The body of the 80-year-old veteran congressman, who died on July 17, was taken back to the famous site one more time during Sunday's memorial procession. According to NBC News, crowds gathered next to the bridge and watched as his body was carried away.

"His final march, that final crossing, so different than the first, speaks to the legacy that he leaves behind and the lives that he changed," Rep. Terri Sewell said. "It’s poetic justice that this time, Alabama state troopers will see John to his safety." 

While the crowd stood on the sidewalk and sang for the congressman, Lewis' son, brothers and sister followed the horse-drawn caisson.  


“Our nation is better off because of John Robert Lewis. My life is better, Selma is better, this nation and this world is better because of John Robert Lewis,” Sewell said during a ceremony at the Brown Chapel African Methodist Episcopal Church.

According to CNN, Lewis’ body was carried along the same route as the 1965 march, traveling across Highway 80 and through the streets of Montgomery. As the flag-draped casket traveled across the bridge, which was covered with rose petals, the driver of the wagon stopped briefly and removed his hat as a sign of respect. The casket was then taken to the Alabama State Capitol in Montgomery. 

Lewis was one of the dozens of Black protesters who were brutally beaten by state troopers while marching across the bridge to demand the right to vote in 1965. The Alabama native suffered a fractured skull while demonstrating with Dr. Martin Luther King Jr. and hundreds of other Black citizens, as Blavity previously reported. The day became known as Bloody Sunday. In the years following that historic moment, Lewis was a lifelong advocate for Black rights. 

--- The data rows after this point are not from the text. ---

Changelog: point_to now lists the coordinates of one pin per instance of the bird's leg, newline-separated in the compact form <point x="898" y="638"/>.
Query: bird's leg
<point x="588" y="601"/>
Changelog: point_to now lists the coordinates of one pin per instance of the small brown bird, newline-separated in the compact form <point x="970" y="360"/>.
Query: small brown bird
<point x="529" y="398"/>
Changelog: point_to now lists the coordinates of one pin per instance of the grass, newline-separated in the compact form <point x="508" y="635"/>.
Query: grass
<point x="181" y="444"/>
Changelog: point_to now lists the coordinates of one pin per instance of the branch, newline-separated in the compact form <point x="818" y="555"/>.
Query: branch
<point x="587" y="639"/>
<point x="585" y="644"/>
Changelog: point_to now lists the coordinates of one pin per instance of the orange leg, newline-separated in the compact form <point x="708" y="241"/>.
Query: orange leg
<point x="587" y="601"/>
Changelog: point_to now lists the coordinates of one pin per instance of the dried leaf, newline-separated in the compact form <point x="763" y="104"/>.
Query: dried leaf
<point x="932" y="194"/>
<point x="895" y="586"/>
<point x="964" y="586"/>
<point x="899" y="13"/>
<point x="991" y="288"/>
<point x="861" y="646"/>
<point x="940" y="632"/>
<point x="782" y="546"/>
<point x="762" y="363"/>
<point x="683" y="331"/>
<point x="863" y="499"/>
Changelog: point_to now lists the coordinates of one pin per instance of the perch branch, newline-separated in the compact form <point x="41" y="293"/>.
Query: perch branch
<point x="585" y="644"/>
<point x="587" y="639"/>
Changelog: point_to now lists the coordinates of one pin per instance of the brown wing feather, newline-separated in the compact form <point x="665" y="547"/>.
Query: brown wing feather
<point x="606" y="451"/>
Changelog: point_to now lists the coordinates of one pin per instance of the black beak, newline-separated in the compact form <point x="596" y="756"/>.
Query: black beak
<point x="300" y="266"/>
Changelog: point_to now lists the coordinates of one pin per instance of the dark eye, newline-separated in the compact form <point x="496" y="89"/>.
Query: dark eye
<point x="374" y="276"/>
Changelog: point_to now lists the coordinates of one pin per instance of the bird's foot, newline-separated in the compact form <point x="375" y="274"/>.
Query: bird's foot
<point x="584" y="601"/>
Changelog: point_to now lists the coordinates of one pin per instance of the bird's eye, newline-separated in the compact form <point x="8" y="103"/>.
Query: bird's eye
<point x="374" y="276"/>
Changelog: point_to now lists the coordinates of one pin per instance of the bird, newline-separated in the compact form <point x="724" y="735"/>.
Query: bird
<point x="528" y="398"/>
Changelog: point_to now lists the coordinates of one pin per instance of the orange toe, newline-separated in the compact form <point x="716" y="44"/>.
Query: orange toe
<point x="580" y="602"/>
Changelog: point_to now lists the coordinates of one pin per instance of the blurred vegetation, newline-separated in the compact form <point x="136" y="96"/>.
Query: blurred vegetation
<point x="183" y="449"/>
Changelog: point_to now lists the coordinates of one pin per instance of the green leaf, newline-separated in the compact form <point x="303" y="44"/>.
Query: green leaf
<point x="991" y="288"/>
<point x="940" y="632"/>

Lewis was the youngest leader of the 1963 March on Washington and served in various other capacities during the civil rights era, including leading the Student Nonviolent Coordinating Committee. In addition, he was one of the original Freedom Riders in 1961, according to NBC.

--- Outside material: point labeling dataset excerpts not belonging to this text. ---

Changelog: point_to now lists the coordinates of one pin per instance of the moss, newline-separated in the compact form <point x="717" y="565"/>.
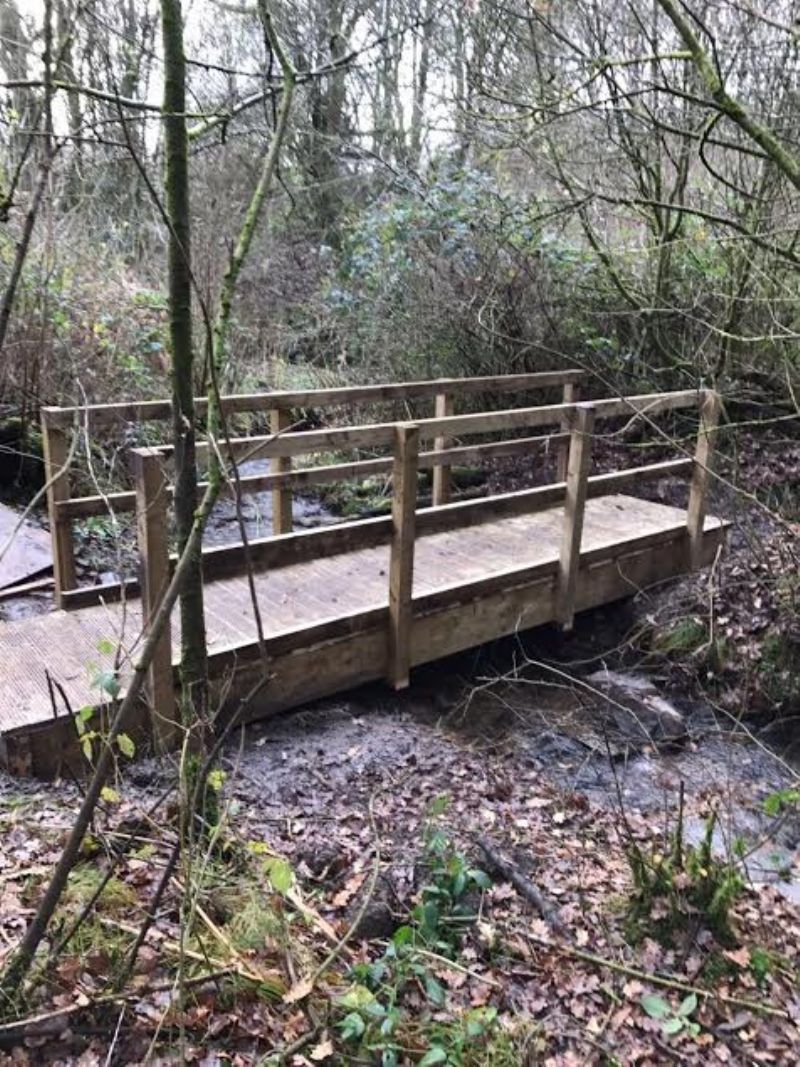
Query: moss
<point x="779" y="670"/>
<point x="689" y="638"/>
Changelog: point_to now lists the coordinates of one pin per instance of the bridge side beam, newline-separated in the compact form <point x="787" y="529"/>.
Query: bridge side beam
<point x="577" y="490"/>
<point x="709" y="413"/>
<point x="401" y="563"/>
<point x="154" y="552"/>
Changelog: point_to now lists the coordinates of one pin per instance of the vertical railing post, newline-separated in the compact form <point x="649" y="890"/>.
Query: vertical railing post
<point x="56" y="446"/>
<point x="154" y="552"/>
<point x="562" y="459"/>
<point x="282" y="522"/>
<point x="401" y="563"/>
<point x="443" y="409"/>
<point x="577" y="484"/>
<point x="709" y="412"/>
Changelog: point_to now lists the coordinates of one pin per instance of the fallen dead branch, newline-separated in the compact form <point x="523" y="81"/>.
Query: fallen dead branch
<point x="509" y="872"/>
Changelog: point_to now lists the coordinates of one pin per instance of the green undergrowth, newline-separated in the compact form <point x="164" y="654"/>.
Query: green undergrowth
<point x="680" y="889"/>
<point x="395" y="1006"/>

The social justice champion worked on the presidential campaign of Robert F. Kennedy in 1968 and joined the Voter Education Project two years later. After failing in his bid to earn a U.S. House seat in Georgia in 1977, Lewis succeeded in 1986 and remained a member of the U.S. House of Representatives until his passing. 

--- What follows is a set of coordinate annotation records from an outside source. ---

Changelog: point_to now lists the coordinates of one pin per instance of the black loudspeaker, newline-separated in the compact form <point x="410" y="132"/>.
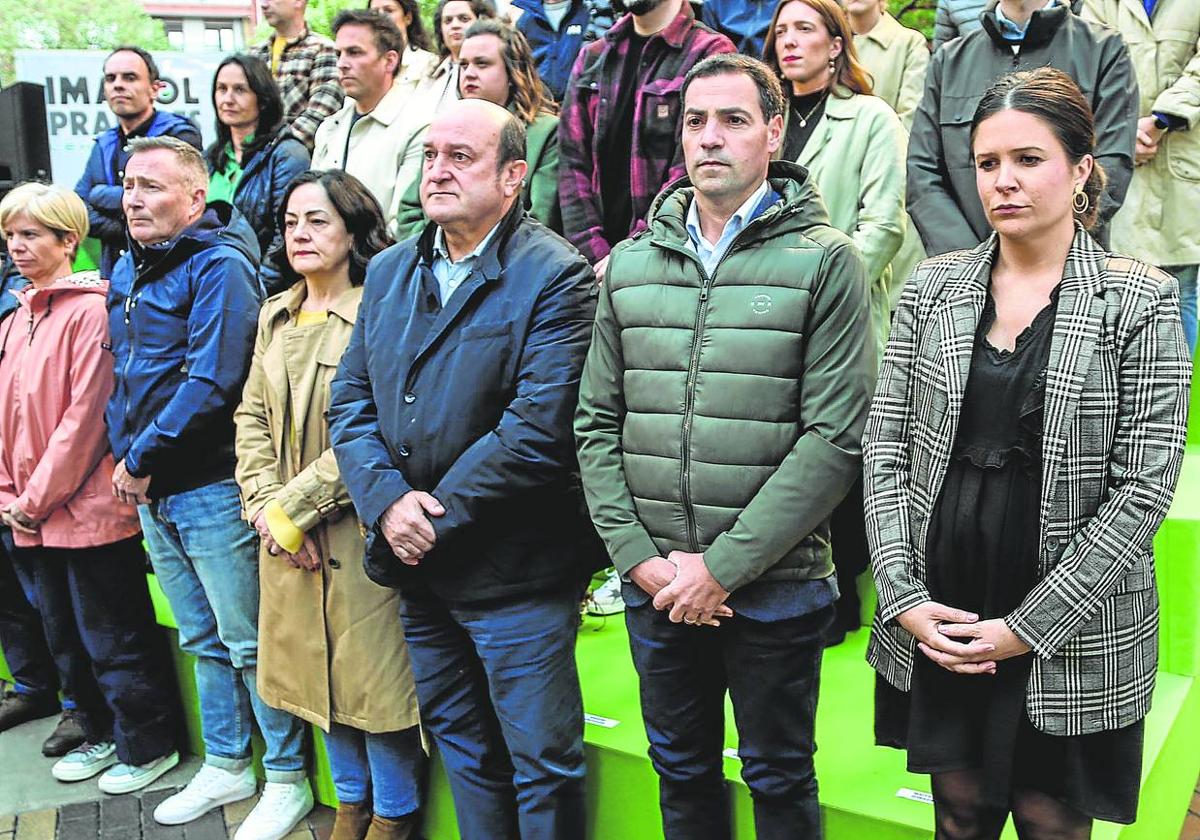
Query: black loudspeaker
<point x="24" y="139"/>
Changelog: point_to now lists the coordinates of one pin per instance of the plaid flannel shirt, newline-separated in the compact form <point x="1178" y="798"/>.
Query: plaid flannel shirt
<point x="307" y="82"/>
<point x="1116" y="407"/>
<point x="657" y="156"/>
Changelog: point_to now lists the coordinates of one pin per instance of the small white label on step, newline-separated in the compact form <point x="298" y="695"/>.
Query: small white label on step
<point x="607" y="723"/>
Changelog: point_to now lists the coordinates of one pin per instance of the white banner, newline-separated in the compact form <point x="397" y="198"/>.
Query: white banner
<point x="76" y="111"/>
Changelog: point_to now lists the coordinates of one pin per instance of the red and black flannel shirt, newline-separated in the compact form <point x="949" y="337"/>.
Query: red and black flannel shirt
<point x="307" y="79"/>
<point x="657" y="156"/>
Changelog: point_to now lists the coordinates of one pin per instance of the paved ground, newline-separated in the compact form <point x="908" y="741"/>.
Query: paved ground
<point x="35" y="807"/>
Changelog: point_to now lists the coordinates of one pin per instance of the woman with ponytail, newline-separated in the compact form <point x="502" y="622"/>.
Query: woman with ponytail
<point x="1023" y="449"/>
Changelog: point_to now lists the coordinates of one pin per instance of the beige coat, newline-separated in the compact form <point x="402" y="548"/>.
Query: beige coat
<point x="385" y="148"/>
<point x="857" y="160"/>
<point x="897" y="58"/>
<point x="330" y="645"/>
<point x="1158" y="221"/>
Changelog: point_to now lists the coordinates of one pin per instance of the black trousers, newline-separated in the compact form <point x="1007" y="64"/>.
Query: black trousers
<point x="95" y="600"/>
<point x="772" y="671"/>
<point x="21" y="633"/>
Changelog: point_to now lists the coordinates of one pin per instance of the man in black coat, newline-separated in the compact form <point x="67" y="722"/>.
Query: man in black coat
<point x="451" y="421"/>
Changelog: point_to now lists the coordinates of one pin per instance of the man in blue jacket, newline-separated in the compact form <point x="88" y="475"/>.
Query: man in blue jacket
<point x="451" y="421"/>
<point x="131" y="84"/>
<point x="557" y="31"/>
<point x="183" y="316"/>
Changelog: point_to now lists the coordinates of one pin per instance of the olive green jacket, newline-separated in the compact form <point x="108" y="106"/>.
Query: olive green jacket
<point x="541" y="183"/>
<point x="723" y="414"/>
<point x="1157" y="222"/>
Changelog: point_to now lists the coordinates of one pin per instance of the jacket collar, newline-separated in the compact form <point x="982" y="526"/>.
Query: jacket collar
<point x="675" y="33"/>
<point x="1043" y="25"/>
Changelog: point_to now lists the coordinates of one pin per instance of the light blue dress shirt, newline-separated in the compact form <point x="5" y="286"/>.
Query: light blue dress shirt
<point x="450" y="273"/>
<point x="711" y="253"/>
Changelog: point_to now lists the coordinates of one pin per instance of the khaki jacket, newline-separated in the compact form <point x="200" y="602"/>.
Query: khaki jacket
<point x="897" y="59"/>
<point x="385" y="145"/>
<point x="1158" y="220"/>
<point x="330" y="645"/>
<point x="856" y="159"/>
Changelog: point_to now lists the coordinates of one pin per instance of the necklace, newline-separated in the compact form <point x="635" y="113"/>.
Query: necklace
<point x="804" y="120"/>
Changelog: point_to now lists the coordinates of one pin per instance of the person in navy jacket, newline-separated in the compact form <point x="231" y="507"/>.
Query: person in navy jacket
<point x="131" y="84"/>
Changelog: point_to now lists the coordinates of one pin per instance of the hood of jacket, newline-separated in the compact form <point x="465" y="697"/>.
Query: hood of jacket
<point x="40" y="299"/>
<point x="801" y="205"/>
<point x="220" y="223"/>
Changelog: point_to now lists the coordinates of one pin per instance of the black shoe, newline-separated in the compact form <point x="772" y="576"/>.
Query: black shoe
<point x="66" y="736"/>
<point x="19" y="708"/>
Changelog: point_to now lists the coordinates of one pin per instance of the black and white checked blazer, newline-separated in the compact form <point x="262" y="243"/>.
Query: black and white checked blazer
<point x="1115" y="426"/>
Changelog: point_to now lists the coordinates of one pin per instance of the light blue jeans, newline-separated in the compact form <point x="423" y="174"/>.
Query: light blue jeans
<point x="388" y="766"/>
<point x="1186" y="275"/>
<point x="205" y="557"/>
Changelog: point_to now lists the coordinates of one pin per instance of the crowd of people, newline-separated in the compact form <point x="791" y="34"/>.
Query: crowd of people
<point x="432" y="334"/>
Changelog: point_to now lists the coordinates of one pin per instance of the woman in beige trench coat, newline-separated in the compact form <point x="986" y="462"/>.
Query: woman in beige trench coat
<point x="331" y="649"/>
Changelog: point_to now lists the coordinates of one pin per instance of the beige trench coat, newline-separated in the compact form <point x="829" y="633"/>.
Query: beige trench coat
<point x="330" y="645"/>
<point x="1157" y="223"/>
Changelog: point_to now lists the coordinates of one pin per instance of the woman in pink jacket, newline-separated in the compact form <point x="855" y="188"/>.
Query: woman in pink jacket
<point x="77" y="543"/>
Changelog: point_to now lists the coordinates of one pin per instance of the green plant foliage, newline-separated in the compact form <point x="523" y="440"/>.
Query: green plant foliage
<point x="916" y="15"/>
<point x="73" y="24"/>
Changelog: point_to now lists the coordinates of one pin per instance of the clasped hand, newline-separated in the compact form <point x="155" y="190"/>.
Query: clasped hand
<point x="682" y="585"/>
<point x="958" y="641"/>
<point x="407" y="527"/>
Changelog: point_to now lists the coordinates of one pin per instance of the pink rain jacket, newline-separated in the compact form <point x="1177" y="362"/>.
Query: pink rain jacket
<point x="55" y="377"/>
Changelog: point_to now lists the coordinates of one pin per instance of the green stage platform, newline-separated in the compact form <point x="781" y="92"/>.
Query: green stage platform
<point x="865" y="792"/>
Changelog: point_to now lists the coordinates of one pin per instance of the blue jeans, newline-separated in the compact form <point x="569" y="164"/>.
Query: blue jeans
<point x="1186" y="275"/>
<point x="205" y="557"/>
<point x="772" y="671"/>
<point x="501" y="697"/>
<point x="389" y="766"/>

The civil rights champion, who was arrested at least 45 times during his lifetime, was most recently detained at an immigration rally in 2013. Lewis described his advocacy as creating "good trouble."

Although the congressman's supporters have asked for the Edmund Pettus Bridge to be named after Lewis, Selma officials are against the request, the Associated Press reported.

Attorney Michael Starr Hopkins, who created a petition in support of renaming, said he recently learned that Edmund Pettus was a member of the KKK.

“I realized I had no idea who Edmund Pettus was,” Hopkins told the Washington Post. 

But after doing some research, the attorney said he found out that Pettus was a senator for Alabama, a Confederate Army officer and a grand dragon in the KKK.

Rep. Jim Clyburn is one advocate who wants Pettus' name removed from the bridge.

"Take his name off that bridge and replace it with a good man — John Lewis, the personification of the goodness of America — rather than honor someone who disrespected individual freedoms," Clyburn told NBC.